Um, you know, be it an OEM who’s got a small service team, they can all be trained up. You’ve got general turbine technicians. They’ve all got G We working at height. That’s all you need to operate the bay by road, but you don’t need to have the RAA level qualified people, which are in short supply anyway.

Let them do the jobs that we are not gonna solve. They can do the big repairs we are taking away, you know, another problem for them, but giving them insights that make their job easier and more successful by removing any of those surprises when they’re gonna do that work.

Allen Hall: So what’s the plans for 2026 then?

Chris Cieslak: 2026 for us is to pick up where 2025 should have ended. [00:15:00] So we were, we were meant to be in the States. Yeah. On some projects that got postponed until 26. So it’s really, for us North America is, um, what we’re really, as you said, there’s seven, 5,000 turbines there, but there’s also a lot of, um, turbines with known issues that we can help determine which blades are affected.

And that involves blades on the ground, that involves blades, uh, that are flying. So. For us, we wanna get out to the states as soon as possible, so we’re working with some of the OEMs and, and essentially some of the asset owners.

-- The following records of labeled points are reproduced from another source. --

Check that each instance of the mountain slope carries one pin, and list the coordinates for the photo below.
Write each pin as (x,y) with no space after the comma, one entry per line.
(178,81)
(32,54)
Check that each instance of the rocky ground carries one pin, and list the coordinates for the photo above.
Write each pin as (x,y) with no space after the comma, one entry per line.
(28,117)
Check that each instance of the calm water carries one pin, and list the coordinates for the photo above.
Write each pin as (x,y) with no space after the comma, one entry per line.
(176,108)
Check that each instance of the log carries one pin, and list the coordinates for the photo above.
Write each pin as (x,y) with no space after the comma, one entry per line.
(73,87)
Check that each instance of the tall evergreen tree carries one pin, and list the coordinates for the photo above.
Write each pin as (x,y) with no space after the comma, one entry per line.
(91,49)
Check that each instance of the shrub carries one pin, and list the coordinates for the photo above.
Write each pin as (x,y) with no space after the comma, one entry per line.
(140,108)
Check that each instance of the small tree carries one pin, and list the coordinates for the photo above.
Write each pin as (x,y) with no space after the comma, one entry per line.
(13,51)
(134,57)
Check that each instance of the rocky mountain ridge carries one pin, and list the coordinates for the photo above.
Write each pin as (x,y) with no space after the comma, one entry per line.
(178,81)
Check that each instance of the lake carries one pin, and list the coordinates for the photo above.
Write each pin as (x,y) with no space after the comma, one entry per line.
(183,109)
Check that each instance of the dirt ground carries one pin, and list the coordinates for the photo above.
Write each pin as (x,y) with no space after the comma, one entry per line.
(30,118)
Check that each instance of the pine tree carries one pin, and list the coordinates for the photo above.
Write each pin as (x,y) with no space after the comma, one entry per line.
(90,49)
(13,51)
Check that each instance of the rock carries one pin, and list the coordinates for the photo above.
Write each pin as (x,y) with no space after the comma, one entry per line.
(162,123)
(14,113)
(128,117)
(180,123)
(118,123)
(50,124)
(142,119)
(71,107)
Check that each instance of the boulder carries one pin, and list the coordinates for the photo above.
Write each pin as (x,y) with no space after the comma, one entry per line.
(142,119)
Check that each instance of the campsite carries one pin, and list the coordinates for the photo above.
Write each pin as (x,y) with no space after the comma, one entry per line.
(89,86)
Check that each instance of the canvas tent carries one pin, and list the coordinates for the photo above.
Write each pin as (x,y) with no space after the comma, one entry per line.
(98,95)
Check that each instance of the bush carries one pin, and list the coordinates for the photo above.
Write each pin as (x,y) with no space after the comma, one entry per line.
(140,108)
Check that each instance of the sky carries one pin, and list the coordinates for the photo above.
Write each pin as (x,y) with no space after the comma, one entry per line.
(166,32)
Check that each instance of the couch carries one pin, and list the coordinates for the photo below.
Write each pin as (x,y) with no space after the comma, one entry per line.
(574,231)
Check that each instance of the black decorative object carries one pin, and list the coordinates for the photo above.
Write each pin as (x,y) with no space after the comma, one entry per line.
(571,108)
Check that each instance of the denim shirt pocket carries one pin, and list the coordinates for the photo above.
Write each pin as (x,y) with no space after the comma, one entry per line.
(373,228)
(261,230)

Allen Hall: Chris, it’s so great to meet you in person and talk about the latest that’s happening.

Thank you. With Blade Bug, if people need to get ahold of you or Blade Bug, how do they do that?

Chris Cieslak: I, I would say LinkedIn is probably the best place to find myself and also Blade Bug and contact us, um, through that.

Allen Hall: Alright, great. Thanks Chris for joining us and we will see you at the next. So hopefully in America, come to America sometime.

We’d love to see you there.

Chris Cieslak: Thank you very [00:16:00] much.